A reportagem documentou ainda o trânsito de chatas sobrecarregadas, açoitadas por ondas que ultrapassam o bordo, o que é vetado pelas leis de navegação. É o caso da chata Odalisca, flagrada por ZH na tarde do dia 23 de maio navegando com as amuradas quase submersas. Conforme a Capitania dos Portos, este barco está proibido de navegar desde junho de 2006. O proprietário da Odalisca, Sérgio Moacir Labres, admite que carregou areia, sua única fonte de renda.

- Se eu ainda tivesse 10 barcos, mas só tenho esse...Não sei o que fazer - reclama.

Sonho de Seles foi corroído
Durante cinco anos, o ferreiro Seles Cardoso Gomes, 54 anos, economizou dinheiro para conseguir realizar o sonho de uma vida inteira: comprar 21 hectares na Ilha das Flores, um belo lugar no meio do Rio Jacuí, em São Jerônimo. No meio das árvores nativas centenárias, ele fez uma pequena roça e construiu um casebre onde amigos e familiares poderiam se divertir nos fins semana.
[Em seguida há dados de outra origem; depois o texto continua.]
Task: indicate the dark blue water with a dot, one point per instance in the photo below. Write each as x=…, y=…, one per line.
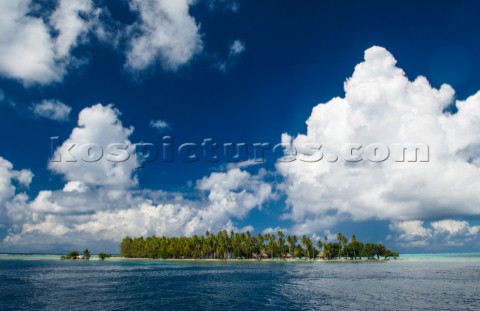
x=393, y=285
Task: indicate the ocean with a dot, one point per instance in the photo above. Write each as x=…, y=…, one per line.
x=415, y=282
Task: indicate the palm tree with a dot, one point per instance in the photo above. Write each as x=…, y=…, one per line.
x=292, y=241
x=342, y=240
x=307, y=243
x=319, y=245
x=281, y=242
x=86, y=254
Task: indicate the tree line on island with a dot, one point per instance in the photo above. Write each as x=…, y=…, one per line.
x=75, y=255
x=224, y=245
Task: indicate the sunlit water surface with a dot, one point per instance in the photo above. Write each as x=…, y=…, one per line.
x=417, y=282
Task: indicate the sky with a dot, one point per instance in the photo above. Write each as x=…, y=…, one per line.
x=111, y=110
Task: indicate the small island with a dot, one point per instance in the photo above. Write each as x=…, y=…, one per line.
x=245, y=246
x=75, y=255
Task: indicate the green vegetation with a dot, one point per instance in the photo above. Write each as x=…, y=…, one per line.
x=85, y=255
x=224, y=245
x=71, y=255
x=103, y=256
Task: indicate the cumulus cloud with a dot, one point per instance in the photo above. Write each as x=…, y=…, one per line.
x=99, y=202
x=448, y=232
x=52, y=109
x=166, y=33
x=159, y=125
x=381, y=105
x=28, y=50
x=98, y=151
x=84, y=215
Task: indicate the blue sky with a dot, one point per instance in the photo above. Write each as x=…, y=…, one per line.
x=238, y=71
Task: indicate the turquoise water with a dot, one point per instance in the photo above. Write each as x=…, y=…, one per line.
x=417, y=282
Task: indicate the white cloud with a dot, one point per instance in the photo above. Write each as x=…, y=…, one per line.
x=52, y=109
x=97, y=125
x=28, y=51
x=90, y=216
x=381, y=105
x=159, y=125
x=448, y=232
x=98, y=202
x=165, y=33
x=236, y=48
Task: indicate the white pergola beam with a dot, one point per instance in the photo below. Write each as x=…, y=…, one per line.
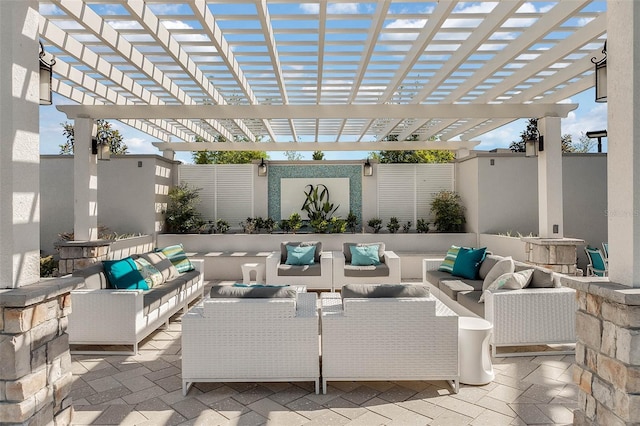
x=315, y=146
x=455, y=111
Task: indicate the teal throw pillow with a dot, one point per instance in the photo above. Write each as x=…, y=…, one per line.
x=364, y=255
x=123, y=274
x=449, y=259
x=178, y=258
x=149, y=273
x=300, y=255
x=468, y=262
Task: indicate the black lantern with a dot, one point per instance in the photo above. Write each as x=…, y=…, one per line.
x=534, y=145
x=367, y=169
x=262, y=168
x=601, y=75
x=45, y=77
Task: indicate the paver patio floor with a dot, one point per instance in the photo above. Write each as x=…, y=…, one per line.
x=145, y=389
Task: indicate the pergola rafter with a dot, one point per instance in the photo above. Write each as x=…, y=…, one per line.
x=324, y=55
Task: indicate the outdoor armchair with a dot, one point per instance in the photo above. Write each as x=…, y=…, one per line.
x=388, y=338
x=597, y=266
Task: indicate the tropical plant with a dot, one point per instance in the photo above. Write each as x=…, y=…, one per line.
x=448, y=212
x=48, y=266
x=221, y=227
x=320, y=226
x=338, y=226
x=225, y=157
x=393, y=225
x=106, y=135
x=352, y=222
x=181, y=216
x=295, y=222
x=375, y=224
x=422, y=226
x=317, y=204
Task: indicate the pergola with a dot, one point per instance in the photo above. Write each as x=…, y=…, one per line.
x=320, y=75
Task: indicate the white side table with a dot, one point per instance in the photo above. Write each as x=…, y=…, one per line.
x=247, y=268
x=474, y=351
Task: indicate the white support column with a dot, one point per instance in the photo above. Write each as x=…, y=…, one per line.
x=623, y=102
x=550, y=222
x=19, y=144
x=85, y=168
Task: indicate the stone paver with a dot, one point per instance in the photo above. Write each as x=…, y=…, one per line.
x=145, y=389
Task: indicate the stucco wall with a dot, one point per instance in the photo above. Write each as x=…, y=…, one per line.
x=132, y=193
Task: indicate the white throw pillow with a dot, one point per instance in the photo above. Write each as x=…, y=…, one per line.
x=510, y=281
x=503, y=266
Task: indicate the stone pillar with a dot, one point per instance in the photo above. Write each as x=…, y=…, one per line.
x=607, y=368
x=85, y=168
x=550, y=216
x=623, y=175
x=557, y=254
x=35, y=371
x=19, y=144
x=76, y=255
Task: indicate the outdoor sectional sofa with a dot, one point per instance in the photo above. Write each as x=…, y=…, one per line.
x=542, y=313
x=106, y=316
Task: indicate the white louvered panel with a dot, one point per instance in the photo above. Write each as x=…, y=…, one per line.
x=235, y=192
x=431, y=179
x=201, y=176
x=396, y=193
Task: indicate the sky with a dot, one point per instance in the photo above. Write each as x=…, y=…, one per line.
x=589, y=116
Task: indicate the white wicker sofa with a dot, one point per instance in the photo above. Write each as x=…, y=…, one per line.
x=316, y=276
x=236, y=336
x=104, y=316
x=387, y=271
x=388, y=338
x=542, y=313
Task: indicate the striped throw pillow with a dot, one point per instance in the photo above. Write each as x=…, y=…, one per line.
x=178, y=258
x=449, y=259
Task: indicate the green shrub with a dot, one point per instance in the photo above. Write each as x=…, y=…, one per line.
x=181, y=216
x=375, y=224
x=448, y=212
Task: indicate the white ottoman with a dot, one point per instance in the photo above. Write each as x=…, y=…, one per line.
x=247, y=268
x=474, y=352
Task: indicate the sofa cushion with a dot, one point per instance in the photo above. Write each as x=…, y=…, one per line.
x=162, y=294
x=346, y=249
x=383, y=290
x=300, y=255
x=487, y=264
x=449, y=259
x=299, y=270
x=253, y=292
x=364, y=255
x=380, y=270
x=123, y=274
x=149, y=273
x=468, y=262
x=502, y=266
x=316, y=244
x=162, y=264
x=469, y=300
x=542, y=278
x=452, y=287
x=178, y=257
x=510, y=281
x=94, y=277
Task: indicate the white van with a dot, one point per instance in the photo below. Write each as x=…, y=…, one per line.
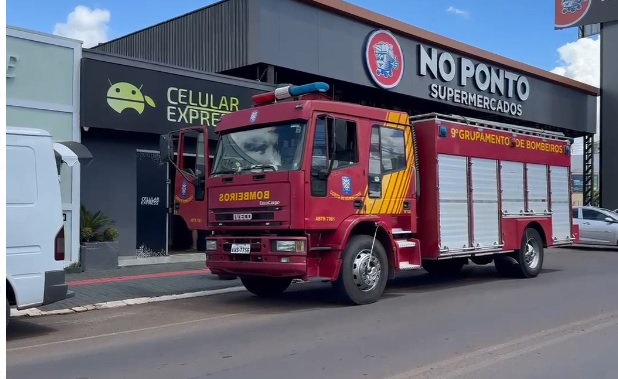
x=34, y=220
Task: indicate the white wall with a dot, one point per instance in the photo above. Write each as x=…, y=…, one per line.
x=42, y=90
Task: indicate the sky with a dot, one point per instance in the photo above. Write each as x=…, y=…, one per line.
x=521, y=30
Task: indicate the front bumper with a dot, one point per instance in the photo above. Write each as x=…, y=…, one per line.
x=56, y=289
x=260, y=260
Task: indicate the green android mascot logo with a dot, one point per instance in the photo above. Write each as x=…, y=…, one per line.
x=123, y=95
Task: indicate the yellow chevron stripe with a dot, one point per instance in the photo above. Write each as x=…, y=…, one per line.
x=392, y=120
x=397, y=201
x=410, y=157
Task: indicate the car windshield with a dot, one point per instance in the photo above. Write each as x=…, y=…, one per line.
x=269, y=148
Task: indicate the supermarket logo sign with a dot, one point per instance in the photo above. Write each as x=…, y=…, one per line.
x=384, y=59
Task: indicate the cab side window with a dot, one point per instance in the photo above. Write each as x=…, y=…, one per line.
x=393, y=150
x=345, y=144
x=589, y=214
x=386, y=155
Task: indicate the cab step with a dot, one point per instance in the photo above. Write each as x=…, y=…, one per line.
x=396, y=231
x=408, y=254
x=406, y=266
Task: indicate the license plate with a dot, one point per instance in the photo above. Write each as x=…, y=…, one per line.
x=241, y=248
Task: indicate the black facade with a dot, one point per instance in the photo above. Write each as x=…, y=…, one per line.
x=609, y=115
x=331, y=46
x=126, y=104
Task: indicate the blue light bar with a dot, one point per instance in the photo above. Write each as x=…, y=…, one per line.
x=290, y=91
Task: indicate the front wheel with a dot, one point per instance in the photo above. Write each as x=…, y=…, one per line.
x=364, y=272
x=265, y=286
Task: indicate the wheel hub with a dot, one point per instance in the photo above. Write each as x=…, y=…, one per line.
x=366, y=270
x=531, y=255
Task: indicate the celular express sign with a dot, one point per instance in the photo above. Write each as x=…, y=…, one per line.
x=492, y=88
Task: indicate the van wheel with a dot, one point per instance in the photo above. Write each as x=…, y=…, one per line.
x=530, y=255
x=445, y=268
x=364, y=273
x=264, y=286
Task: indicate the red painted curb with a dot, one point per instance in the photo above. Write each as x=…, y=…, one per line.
x=119, y=279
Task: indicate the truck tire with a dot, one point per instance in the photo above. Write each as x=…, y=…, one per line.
x=264, y=286
x=444, y=268
x=363, y=274
x=530, y=255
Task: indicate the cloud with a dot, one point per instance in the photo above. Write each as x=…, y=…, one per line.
x=581, y=60
x=457, y=11
x=85, y=24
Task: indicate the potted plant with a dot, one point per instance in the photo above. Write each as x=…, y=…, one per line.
x=99, y=241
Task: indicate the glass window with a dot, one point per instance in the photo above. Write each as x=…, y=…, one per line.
x=375, y=164
x=345, y=144
x=393, y=149
x=273, y=148
x=590, y=214
x=319, y=160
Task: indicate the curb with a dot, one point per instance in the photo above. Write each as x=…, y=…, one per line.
x=35, y=312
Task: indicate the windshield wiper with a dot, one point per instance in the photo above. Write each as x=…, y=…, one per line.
x=260, y=166
x=225, y=172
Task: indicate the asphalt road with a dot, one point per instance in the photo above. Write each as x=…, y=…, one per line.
x=562, y=324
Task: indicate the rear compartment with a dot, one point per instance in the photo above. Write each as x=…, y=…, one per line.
x=476, y=182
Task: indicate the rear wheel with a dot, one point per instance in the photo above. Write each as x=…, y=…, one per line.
x=448, y=267
x=527, y=262
x=530, y=255
x=264, y=286
x=364, y=272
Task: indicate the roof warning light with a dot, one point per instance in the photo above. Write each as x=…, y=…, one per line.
x=287, y=92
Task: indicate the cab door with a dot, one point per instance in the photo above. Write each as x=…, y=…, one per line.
x=336, y=174
x=190, y=184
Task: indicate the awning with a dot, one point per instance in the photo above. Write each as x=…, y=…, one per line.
x=72, y=152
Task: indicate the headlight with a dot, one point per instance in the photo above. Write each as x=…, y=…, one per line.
x=211, y=245
x=289, y=246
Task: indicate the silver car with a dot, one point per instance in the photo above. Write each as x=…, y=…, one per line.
x=597, y=226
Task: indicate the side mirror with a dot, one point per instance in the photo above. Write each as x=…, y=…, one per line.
x=165, y=147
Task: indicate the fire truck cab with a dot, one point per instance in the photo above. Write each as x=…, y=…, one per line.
x=302, y=187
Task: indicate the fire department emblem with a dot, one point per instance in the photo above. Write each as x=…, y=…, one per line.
x=253, y=117
x=183, y=190
x=346, y=185
x=570, y=12
x=384, y=59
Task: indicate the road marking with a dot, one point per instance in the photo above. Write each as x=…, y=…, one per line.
x=489, y=356
x=128, y=278
x=131, y=331
x=35, y=312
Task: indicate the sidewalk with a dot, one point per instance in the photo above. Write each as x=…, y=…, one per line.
x=135, y=282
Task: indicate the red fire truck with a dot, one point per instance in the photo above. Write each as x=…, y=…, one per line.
x=302, y=187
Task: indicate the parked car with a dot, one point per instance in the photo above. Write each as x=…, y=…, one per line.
x=34, y=222
x=597, y=226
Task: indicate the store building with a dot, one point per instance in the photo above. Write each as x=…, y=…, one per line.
x=366, y=58
x=126, y=104
x=42, y=91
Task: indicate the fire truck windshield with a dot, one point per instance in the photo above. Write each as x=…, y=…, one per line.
x=268, y=148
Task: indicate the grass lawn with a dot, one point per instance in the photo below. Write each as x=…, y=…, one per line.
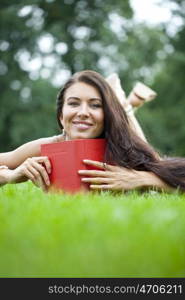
x=93, y=235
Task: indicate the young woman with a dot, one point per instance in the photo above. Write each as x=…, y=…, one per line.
x=87, y=107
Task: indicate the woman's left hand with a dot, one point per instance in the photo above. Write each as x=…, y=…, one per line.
x=112, y=177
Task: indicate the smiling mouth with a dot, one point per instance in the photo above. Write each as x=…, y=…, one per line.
x=82, y=125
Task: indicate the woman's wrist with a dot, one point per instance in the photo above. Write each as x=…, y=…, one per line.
x=151, y=180
x=4, y=175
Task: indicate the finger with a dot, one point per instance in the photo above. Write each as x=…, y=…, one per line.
x=39, y=172
x=95, y=173
x=102, y=187
x=28, y=174
x=39, y=183
x=45, y=160
x=97, y=180
x=97, y=164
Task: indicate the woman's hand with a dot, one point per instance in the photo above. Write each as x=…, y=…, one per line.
x=112, y=177
x=36, y=169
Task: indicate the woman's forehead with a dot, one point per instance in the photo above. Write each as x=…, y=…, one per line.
x=82, y=90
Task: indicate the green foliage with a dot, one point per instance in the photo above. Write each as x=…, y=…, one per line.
x=92, y=235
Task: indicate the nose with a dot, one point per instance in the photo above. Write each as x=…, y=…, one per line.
x=83, y=110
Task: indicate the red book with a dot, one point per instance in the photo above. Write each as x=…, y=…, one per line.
x=67, y=158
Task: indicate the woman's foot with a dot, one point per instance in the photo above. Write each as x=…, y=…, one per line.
x=140, y=94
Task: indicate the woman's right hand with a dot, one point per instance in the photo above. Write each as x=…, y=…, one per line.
x=35, y=169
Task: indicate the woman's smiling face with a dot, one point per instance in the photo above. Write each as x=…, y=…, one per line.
x=82, y=113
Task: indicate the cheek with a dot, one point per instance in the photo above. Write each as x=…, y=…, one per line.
x=100, y=119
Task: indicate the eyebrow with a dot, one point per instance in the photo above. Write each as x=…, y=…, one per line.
x=77, y=98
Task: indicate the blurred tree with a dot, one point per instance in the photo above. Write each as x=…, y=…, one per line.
x=163, y=120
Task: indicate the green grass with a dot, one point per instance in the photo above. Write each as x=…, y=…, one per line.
x=93, y=235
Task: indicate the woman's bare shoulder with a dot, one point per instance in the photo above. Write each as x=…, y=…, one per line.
x=14, y=158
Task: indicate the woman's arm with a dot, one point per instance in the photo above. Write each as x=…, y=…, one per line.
x=121, y=179
x=16, y=157
x=35, y=169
O sonhou acabou num belo fim de tarde de uma sexta-feira, no verão de 2000. Gomes caminhava pela ilha quando viu uma draga retirando areia próxima às margens. Gritou para os tripulantes do barco que ali era proibido dragar. Eles não responderam. Então, ele entrou em um barco e remou até a draga onde ouviu uma sugestão do comandante da embarcação:

- Vai te queixar para a polícia.

Ele foi fazer o que os extratores ilegais lhe sugeriram. Documentou o crime com foto e procurou o Batalhão Ambiental da Brigada Militar (BM), bateu à porta da Polícia Civil e finalmente entregou um dossiê de estragos causados pela dragagem na ilha na Polícia Federal (PF).

Os agentes federais estão apurando o caso. Gomes é uma voz quase isolada a reclamar que a dragagem provocou o desmoronamento de 50 metros de margens onde antes existiam árvores nativas.

Pontal da infância virou cratera
Para o universitário Lucas Teló Walter, 24 anos, só ficou a lembrança do pontal que existia na propriedade da família, a Fazenda Santa Tereza, área de 4 mil hectares à beira do Rio Jacuí, em Butiá. A praia sumiu porque as areias foram dragadas, quase sempre à noite. Também desapareceram do local uma estrada, uma casa de bomba e outras benfeitorias.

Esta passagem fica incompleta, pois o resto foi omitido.